An algorithm to estimate mean vehicle speed from MPEG Skycam video

last modified : 10-02-2020

General Information

  • Title: An algorithm to estimate mean vehicle speed from MPEG Skycam video

  • Authors: Xiaodong Yu, Ping Xue, Lingyu Duan & Qi Tian

  • Link: article
  • Date of first submission: 30 December 2006
  • Implementations: None

Brief

They propose a novel statistical model to estimate the mean speed of vehicle from the compressed MPEG video flux. They make of the motion vector to estimate the speed of the vehicles on each lanes of the road. They reach an accuracy up to 85 to 92% when using proper spatial and temporal processing. They do not provide with speed gains when using their method when compared to method fully decoding the video data.

How Does It Work

In order to predict the mean speed of the vehicles, they use a four step pipeline:

  • A MPEG parser to extract the motion vectors and DCT coefficients from the video
  • A filter module to remove the unreliable motion vectors
  • A mapping model to map the motion vectors from the 2D plane (image) to the 3D plane (ground plane)
  • A module to estimate the mean vehicle speed

The whole pipeline is described in the figure below:

pipeline

MPEG Parser: A simple parser, they extract the P frame and store them into a buffer along with the DCT coefficients and macro block types.
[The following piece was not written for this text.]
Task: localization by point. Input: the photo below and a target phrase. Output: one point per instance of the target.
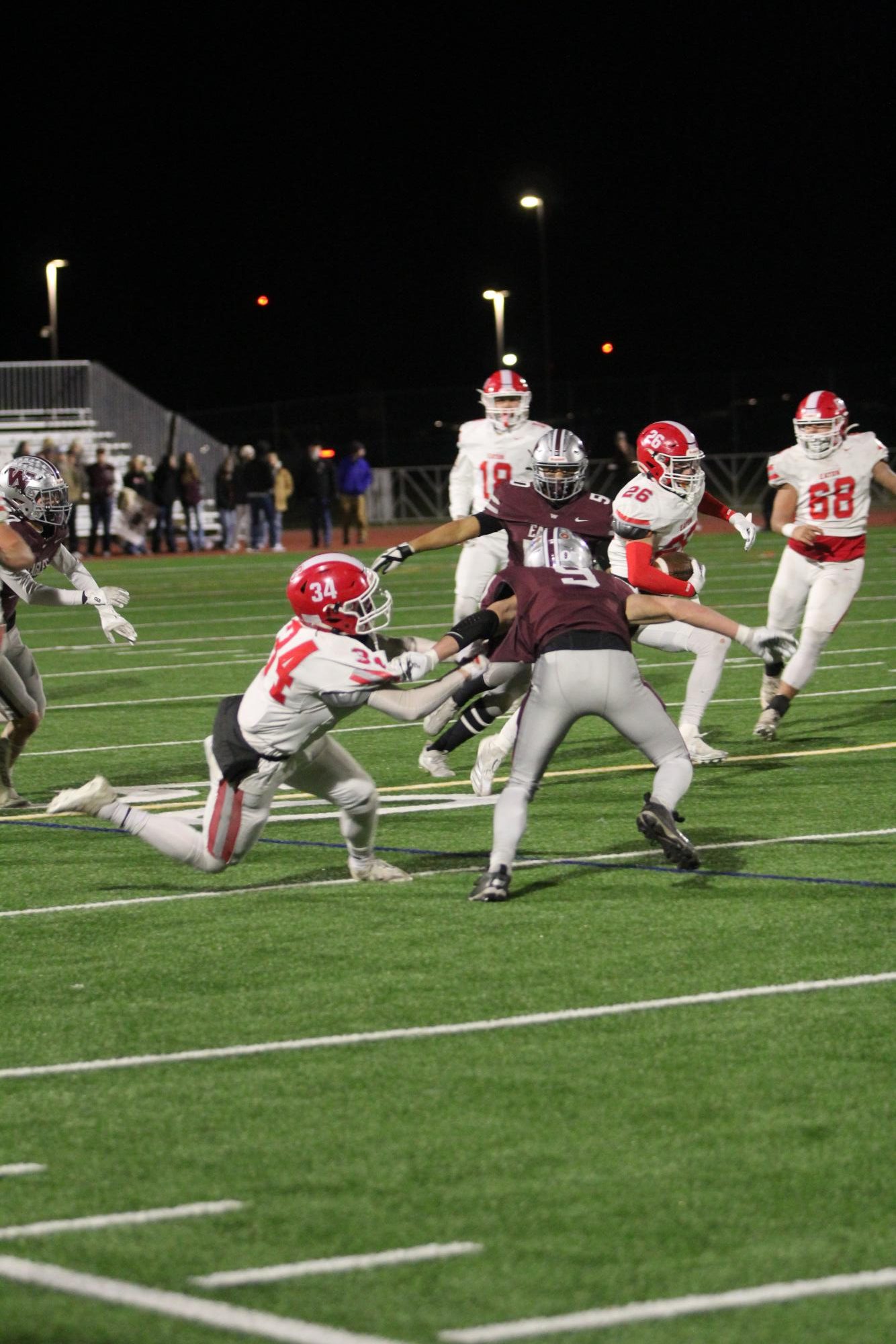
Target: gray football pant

Filter module: They use 2 motion vector filters to remove the unreliable motion vectors: a spatial window filter (lane mask) and a texture filter. The texture filter is used to remove motin vectors in low texture macroblocks as they are less likely to contain vehicles.

Mapping model: A mapping model calibrated offline once per camera.

Mean speed estimation: To estimate the mean speed, they take the mean vehicle motion vector (translated from pixel domain to the "meter domain", i.e the road) and divide by the period of time between the P-frame and its reference frame. They average this with all the motion vector as using one motion vector is not reliable enough (with small objects, a small error has a big impact).

Results

They test the proposed approach on two skycams mounted over two primary expressways in Singapore. One of the video test is taken when the traffic is smooth and the air is clear, the other is taken when the air is smoggy and there are some congestion in one of the traffic direction.

They test the selection of the parameters and show that with this method they can reach a precision of 90%.